Outlier management on administrative data
Conference
64th ISI World Statistics Congress
Format: IPS Abstract
Keywords: administrative data, outlier
Session: IPS 434 - New methods and sources in the modernisation of economic statistics
Monday 17 July 10 a.m. - noon (Canada/Eastern)
Abstract
Using administrative data – especially tax data – the NSIs face several important challenges. All of tax datasets need some pre-processing procedure before they become suitable for statistical purposes. The principal reason for that is the logic of tax regulations differs from the accounting rules which serves the base of the survey statistics in the vast majority of countries.
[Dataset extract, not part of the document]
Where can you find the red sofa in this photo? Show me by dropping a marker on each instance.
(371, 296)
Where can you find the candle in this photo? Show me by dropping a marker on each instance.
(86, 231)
The official statistics increasingly needs the information and knowledge that are exploited from the administrative data sets but the ordinary statistical methods cannot be used or used just limited extent for the administrative data. Hungarian Central Statistical Office is committed to using administrative datasets wherever it is possible in order to provide consistent data for the largest multinational enterprises and assist to estimate and check some key variables of the economic statistics. Therefore, it has to develop appropriate methods for transforming the administrative datasets into statistical "raw material". From this point of view the outlier treatment is particularly exciting issue because the presence of the outliers has an effect on the statistical models (both time series and regression models), on the imputation and on the comparison of different data sets etc. Moreover, an outlier is not necessarily an error, it also can be a real data and the separation of these cases is very important part of the outlier treatment. The presentation focuses on the experience gained by the examination of VAT data and the effectiveness of the different methods. For checking the results several data sources are used included the summary reports of VAT data and a new data source, called e-invoice. The government ordered the introduction of e-invoice in 2018 but it is used in current form from 2021. As for the outlier detection and handling methods the novelty is rather in the fields of their application. The presentation will touch the connection between VAT and survey data (for example in case of performance statistics) and the impact of the outlier treatment on the quality of economic statistics.